Her ears flicked back once. I think she was a bit skeptical, but she gathered herself. As Malta threatened to pass us, I felt her powerful muscles bunch and then she stretched under me and we galloped. Encumbered by our double weight and weary from her day's work, she ran heavily. Malta gamely kept the pace, her presence pushing Myblack on. The Prince's horse was left behind. The wolf ran before us, and I fastened my eyes to him as to my final hope. It seemed he had somehow discarded his years; he ran like a yearling, bounding ahead of us.
To our left, the horizon appeared as dawn began its timid creep toward day. I welcomed the light that made our footing surer even as I cursed how it would reveal us to our enemies. We pressed on, varying our pace as the morning grew stronger, trying to ration our mounts' endurance.

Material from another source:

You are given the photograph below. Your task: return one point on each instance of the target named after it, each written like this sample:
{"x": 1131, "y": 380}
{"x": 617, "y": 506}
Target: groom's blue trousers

The last two days had been hard on both horses. To run them to dropping would not help our situation.
“When will it be safe to stop?” the Fool asked me during a period when we had slowed to let the horses breathe.

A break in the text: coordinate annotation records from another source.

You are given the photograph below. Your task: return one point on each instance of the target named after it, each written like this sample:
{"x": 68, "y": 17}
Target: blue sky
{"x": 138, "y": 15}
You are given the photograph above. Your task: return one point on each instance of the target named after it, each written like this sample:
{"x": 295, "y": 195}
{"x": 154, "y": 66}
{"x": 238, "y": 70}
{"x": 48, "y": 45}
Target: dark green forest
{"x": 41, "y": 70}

“When we reach Buckkeep Castle. Perhaps.” I did not add that the Prince would not be safe until I had turned back and killed the cat. We had only his body in our keeping. The Piebalds still had his soul.
At midmorning, we passed the tree where their archer had ambushed us. It made me realize how much I was trusting the wolf to choose our path. He had decided this way was safe and I was following him unquestioningly.

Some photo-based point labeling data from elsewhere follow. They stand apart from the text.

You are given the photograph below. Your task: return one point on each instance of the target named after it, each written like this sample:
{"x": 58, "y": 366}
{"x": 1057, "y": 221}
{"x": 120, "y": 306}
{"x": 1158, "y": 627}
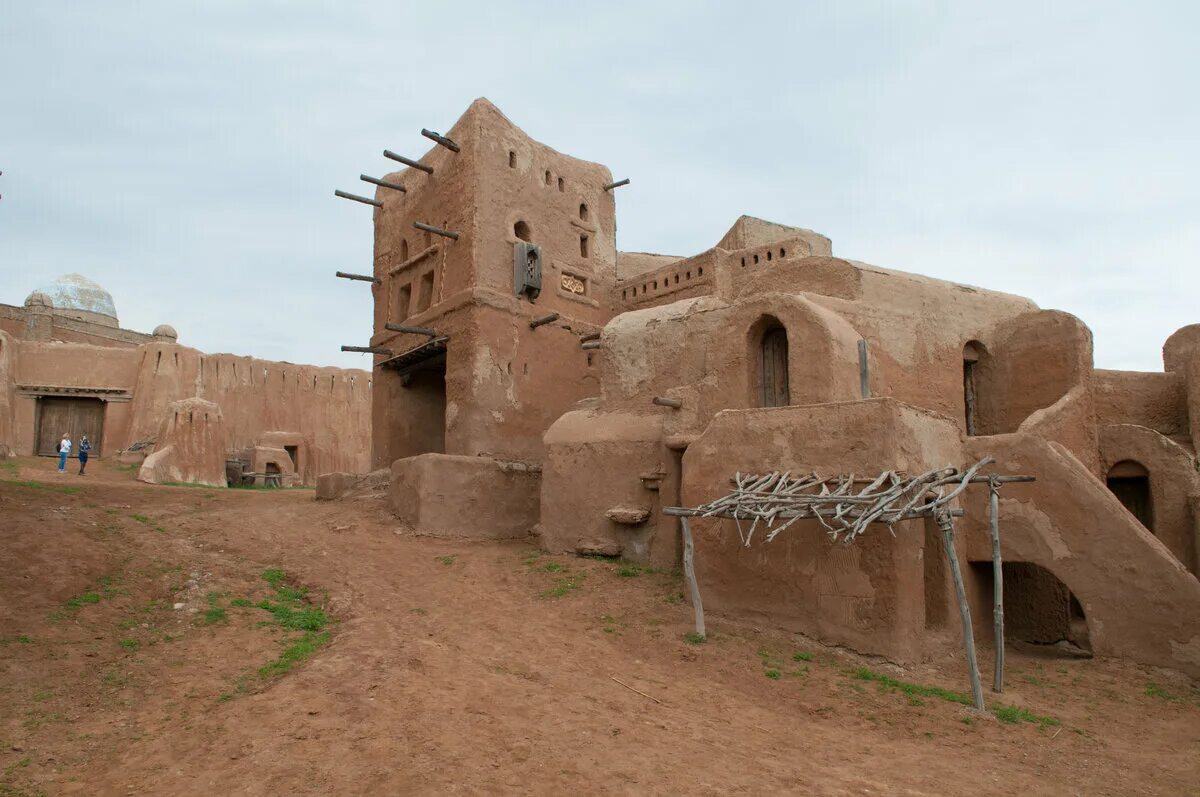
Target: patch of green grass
{"x": 911, "y": 689}
{"x": 66, "y": 490}
{"x": 1013, "y": 714}
{"x": 294, "y": 653}
{"x": 307, "y": 618}
{"x": 274, "y": 576}
{"x": 564, "y": 586}
{"x": 291, "y": 593}
{"x": 1155, "y": 690}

Are we not pack? Of course you must follow your leader. The tease in his thought could not quite mask his weariness.
We were all tired; men, wolf, and horses. A sustained trot was the best I could wring from Myblack now. Dutiful was a lolling weight in my arms as we jolted along. The pain in my back and shoulders from supporting his weight vied with the dull throbbing in my head. The Fool still sat his horse well but made no attempt at conversation of any kind. He had offered once to take the Prince on Malta with him, but I had declined. It was not that I thought that he or his horse lacked the strength. I could not define exactly why I felt I must keep possession of Dutiful's body. I worried that he had been so long insensible. Somewhere, I knew his mind worked, that he saw with the cat's eyes, felt with the cat's body. Sooner or later, he would realize
The Prince stirred in my arms. I kept silent. It took him some little while to come back to himself. As he regained his senses, he twitched unpleasantly in my arms, reminding me of my own seizures. Then he sat up with a sudden hoarse gasp of breath. Breath after breath he took, as he turned his head wildly from side to side, trying to make sense of his situation. I heard him swallow. In a dry and cracked voice he asked, “Where are we?”
Useless to lie. Above us on the hill, Laurel's mysterious standing stones cast their shadows. He would surely recognize them. I didn't bother to answer him at all. Lord Golden rode closer to us.
“My Prince, are you well? You have been long unconscious.”